As is the case for upregulation of autophagy, we should expect upregulation of proteasomal activity to produce only modest benefits in humans. This is only one among many mechanisms by which exercise or calorie restriction produces benefits to health and longevity, and we know the scope of those interventions. While the health benefits in humans are certainly worth it when the treatment is free, it is arguably the case that we shouldn't be investing billions into this class of therapeutic development. We should prefer programs with a much greater potential benefit, those capable of rejuvenation rather than just a modest slowing of aging.
Malfunctions in the cells' protein-disposal machinery can lead to the accumulation of misfolded proteins, which clog up the cell, interfere with its functions, and, over time, precipitate the development of diseases, including neurodegenerative conditions such as amyotrophic lateral sclerosis and Alzheimer's. The best-studied biochemical system used by cells to remove junk proteins is the ubiquitin-proteasome pathway. It involves tagging defective or unneeded proteins with ubiquitin molecules marking them for destruction by the cell's protein-disposal unit, known as 26S proteasome.
Past research has shown that this machinery can be activated by pharmacological agents that boost the levels of a molecule known as cAMP, the chemical trigger that initiates the cascade leading to protein degradation inside cells, which in turn switches on the enzyme protein kinase A. The lab's previous research found that cAMP-stimulating drugs enhanced the destruction of defective or toxic proteins, particularly mutant proteins that can lead to neurodegenerative conditions.

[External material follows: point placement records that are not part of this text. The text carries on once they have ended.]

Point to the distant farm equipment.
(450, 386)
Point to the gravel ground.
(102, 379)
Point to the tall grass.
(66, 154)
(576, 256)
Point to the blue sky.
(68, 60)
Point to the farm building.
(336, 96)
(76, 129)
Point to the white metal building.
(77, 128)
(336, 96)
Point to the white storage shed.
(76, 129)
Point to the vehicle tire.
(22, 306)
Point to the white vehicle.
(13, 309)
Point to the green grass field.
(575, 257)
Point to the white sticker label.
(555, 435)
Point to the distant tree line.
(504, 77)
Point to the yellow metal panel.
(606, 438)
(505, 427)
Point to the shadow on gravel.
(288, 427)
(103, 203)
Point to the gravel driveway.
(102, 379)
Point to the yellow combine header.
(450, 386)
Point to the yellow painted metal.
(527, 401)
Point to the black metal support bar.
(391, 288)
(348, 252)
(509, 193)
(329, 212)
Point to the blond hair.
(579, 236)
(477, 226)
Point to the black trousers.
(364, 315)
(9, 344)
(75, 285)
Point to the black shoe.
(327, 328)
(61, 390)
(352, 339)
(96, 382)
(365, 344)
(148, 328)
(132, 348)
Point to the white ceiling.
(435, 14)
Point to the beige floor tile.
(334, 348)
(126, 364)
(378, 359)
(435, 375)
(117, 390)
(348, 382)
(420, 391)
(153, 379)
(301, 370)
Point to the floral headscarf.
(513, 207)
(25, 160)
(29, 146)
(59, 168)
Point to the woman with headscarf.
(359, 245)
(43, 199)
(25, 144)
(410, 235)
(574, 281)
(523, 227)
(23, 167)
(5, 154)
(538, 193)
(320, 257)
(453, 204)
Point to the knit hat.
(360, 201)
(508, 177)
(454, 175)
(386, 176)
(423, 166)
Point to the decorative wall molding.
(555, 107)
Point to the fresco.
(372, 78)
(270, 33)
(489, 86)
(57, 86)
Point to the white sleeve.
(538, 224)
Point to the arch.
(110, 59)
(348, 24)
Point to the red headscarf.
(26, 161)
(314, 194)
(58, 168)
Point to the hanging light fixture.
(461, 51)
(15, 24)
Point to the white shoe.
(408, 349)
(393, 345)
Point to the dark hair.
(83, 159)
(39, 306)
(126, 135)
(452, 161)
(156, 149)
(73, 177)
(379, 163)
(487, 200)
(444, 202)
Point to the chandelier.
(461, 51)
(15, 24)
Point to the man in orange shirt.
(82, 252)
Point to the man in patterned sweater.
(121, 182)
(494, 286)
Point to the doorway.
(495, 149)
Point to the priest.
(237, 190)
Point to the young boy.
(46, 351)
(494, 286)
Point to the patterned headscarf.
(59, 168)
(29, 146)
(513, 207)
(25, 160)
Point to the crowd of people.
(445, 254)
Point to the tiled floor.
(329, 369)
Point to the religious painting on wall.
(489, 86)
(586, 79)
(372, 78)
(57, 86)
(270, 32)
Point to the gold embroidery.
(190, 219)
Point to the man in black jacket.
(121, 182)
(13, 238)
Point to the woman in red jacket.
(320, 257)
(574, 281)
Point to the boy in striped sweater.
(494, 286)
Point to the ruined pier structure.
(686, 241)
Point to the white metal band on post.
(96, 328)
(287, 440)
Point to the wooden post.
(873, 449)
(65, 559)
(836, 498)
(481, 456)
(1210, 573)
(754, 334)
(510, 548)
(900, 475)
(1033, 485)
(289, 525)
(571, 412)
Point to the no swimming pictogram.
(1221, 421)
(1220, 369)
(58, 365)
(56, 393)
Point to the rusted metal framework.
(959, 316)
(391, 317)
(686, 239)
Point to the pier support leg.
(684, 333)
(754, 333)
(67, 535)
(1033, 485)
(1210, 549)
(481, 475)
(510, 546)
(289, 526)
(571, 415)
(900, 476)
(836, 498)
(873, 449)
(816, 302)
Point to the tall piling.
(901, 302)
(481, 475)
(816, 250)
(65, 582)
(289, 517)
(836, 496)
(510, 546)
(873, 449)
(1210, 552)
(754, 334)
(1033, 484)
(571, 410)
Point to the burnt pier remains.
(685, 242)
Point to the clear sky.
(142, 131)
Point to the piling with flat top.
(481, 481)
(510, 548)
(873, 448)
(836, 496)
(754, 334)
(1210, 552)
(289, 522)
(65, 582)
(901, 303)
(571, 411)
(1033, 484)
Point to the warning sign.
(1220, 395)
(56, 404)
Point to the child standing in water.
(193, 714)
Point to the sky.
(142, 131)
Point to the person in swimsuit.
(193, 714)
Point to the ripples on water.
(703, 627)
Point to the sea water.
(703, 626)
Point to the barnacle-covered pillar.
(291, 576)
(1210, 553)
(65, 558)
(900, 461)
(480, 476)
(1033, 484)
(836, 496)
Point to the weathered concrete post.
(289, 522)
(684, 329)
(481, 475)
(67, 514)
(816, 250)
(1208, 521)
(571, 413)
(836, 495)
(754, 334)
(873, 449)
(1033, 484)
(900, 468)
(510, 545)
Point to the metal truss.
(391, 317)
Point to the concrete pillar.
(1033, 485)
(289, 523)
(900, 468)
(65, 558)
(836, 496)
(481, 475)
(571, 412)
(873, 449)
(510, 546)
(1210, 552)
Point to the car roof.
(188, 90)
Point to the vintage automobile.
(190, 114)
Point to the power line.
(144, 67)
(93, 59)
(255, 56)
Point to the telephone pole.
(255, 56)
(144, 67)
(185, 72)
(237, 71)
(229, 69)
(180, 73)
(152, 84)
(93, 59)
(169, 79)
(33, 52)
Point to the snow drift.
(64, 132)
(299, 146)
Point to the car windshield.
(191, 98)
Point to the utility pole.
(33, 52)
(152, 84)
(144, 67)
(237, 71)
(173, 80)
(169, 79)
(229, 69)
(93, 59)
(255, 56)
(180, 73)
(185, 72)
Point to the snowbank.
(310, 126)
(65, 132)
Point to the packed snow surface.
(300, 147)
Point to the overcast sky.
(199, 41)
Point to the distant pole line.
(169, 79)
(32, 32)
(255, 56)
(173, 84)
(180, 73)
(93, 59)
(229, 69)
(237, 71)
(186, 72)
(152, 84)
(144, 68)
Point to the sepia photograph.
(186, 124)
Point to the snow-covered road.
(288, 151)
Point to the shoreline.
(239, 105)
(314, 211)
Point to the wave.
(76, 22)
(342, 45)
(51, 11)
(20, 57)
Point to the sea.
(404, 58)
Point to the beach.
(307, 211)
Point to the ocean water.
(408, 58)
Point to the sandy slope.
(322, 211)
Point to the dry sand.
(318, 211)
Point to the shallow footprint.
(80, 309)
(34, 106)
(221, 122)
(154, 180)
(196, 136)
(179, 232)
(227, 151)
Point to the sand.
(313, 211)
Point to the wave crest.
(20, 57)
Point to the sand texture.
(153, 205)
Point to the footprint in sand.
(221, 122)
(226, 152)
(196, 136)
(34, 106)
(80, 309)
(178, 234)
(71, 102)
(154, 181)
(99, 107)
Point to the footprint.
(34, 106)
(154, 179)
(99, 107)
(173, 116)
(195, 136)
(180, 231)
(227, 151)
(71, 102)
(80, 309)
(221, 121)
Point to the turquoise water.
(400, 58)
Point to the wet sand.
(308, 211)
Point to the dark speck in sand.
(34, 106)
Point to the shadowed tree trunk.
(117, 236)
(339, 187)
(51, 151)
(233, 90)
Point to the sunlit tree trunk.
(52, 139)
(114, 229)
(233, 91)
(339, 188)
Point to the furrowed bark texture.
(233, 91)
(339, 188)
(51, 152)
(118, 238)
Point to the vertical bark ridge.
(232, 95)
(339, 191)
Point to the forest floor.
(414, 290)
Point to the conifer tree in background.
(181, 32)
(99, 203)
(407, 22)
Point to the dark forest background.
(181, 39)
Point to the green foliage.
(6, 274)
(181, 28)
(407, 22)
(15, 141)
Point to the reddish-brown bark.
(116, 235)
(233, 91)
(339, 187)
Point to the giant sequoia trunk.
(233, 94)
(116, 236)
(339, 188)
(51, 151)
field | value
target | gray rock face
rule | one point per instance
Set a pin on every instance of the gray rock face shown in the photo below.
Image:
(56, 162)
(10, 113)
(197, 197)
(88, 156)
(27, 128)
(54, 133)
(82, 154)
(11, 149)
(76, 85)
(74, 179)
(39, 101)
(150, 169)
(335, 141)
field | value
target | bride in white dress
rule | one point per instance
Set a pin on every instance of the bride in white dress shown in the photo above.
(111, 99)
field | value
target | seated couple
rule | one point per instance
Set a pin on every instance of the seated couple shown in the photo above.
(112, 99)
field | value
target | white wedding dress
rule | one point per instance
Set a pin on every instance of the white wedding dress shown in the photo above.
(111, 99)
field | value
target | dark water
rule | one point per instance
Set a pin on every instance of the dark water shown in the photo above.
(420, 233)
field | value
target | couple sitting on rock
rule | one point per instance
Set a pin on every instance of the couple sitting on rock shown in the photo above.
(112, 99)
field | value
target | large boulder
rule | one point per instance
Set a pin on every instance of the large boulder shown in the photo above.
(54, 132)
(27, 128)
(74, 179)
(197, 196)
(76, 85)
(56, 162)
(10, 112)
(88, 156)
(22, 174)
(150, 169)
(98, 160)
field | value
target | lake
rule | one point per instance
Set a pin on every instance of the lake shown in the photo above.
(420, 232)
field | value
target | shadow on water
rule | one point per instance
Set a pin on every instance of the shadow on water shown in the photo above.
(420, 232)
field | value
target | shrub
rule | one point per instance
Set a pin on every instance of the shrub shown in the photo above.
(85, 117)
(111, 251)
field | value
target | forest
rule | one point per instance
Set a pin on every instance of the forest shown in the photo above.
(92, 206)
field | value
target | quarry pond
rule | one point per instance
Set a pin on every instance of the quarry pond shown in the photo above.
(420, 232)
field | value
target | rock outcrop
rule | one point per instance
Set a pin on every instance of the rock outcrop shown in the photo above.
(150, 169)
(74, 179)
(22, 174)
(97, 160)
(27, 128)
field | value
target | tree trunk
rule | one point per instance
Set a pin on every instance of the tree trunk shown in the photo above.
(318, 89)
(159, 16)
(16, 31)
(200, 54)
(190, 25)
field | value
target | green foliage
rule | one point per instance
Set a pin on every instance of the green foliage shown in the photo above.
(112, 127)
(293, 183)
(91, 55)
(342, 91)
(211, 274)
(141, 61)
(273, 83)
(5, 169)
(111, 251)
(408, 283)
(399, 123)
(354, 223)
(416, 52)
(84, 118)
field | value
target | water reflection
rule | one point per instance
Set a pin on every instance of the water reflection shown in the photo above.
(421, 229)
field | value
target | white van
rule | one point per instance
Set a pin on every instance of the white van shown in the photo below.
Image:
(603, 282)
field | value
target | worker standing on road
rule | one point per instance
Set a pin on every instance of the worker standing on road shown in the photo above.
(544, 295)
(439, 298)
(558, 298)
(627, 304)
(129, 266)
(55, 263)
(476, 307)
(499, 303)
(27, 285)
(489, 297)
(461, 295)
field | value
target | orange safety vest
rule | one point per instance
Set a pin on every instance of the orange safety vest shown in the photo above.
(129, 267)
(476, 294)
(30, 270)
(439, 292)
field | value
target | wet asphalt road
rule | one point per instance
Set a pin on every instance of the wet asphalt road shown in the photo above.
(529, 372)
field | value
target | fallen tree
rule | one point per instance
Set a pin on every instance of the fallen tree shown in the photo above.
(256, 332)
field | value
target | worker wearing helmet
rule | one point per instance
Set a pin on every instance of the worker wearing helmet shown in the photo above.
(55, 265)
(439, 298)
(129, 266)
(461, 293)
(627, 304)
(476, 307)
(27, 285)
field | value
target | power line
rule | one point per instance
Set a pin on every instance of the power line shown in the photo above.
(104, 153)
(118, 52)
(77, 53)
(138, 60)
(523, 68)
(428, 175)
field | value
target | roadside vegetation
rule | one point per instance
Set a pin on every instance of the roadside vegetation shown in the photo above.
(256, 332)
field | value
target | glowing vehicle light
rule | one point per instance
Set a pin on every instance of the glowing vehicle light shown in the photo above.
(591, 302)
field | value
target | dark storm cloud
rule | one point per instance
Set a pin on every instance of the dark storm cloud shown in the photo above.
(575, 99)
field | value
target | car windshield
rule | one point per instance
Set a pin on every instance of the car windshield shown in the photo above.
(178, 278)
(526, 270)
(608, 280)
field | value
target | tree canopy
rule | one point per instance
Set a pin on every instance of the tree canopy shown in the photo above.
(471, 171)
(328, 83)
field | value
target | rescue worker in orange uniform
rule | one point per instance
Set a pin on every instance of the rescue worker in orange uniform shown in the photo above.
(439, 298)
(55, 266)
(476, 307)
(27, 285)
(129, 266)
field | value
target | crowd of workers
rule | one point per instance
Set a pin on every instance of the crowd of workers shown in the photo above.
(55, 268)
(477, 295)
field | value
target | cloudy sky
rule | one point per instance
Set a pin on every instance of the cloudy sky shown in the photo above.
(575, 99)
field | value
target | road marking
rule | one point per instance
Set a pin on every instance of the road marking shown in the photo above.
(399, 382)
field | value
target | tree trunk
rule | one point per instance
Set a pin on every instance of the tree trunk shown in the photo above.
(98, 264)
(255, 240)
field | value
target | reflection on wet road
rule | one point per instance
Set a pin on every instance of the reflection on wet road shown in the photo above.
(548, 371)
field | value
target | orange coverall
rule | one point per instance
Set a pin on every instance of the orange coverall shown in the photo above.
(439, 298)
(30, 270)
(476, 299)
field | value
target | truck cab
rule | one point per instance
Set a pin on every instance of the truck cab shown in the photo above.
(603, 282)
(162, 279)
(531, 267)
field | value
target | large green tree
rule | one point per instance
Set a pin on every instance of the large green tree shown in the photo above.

The new findings, however, reveal that shifts in physiological states and corresponding changes in hormones can regulate this quality-control process independent of drugs.
The researchers analyzed the effects of exercise on cells obtained from the thigh muscles of four human volunteers before and after vigorous biking. Following exercise, the proteasomes of these cells showed dramatically more molecular marks of enhanced protein degradation, including greater levels of cAMP. The same changes were observed in the muscles of anesthetized rats whose hind legs were stimulated to contract repeatedly. Fasting - even for brief periods - produced a similar effect on the cells' protein-breakdown machinery. Fasting increased proteasome activity in the muscle and liver cells of mice deprived of food for 12 hours, the equivalent of an overnight fast.
Exposure to the fight-or-flight hormone epinephrine produced a similar effect. Epinephrine, also known as adrenaline, is responsible for stimulating the liver and muscle to mobilize energy reserves to boost heart rate and muscle strength during periods of physiologic stress. Liver cells treated with epinephrine showed marked increases in cAMP, as well as enhanced 26S proteasome activity and protein degradation. Taken together, these findings demonstrate that the rate of protein degradation can rise and fall swiftly in a variety of tissues in response to shifting conditions, and that such changes are mediated by fluctuations in hormone levels.
Most studies of proteolysis by the ubiquitin-proteasome pathway have focused on the regulation by ubiquitination. However, we showed that pharmacological agents that raise cAMP and activate protein kinase A by phosphorylating a proteasome subunit enhance proteasome activity and the cell's capacity to selectively degrade misfolded and regulatory proteins. We investigated whether similar adaptations occur in physiological conditions where cAMP rises. Proteasome activity increases by this mechanism in human muscles following intense exercise, in mouse muscles and liver after a brief fast, in hepatocytes after epinephrine or glucagon, and renal collecting duct cells within 5 minutes of antidiuretic hormone. Thus, hormones and conditions that raise cAMP rapidly enhance proteasome activity and the cells' capacity to eliminate damaged and preexistent regulatory proteins.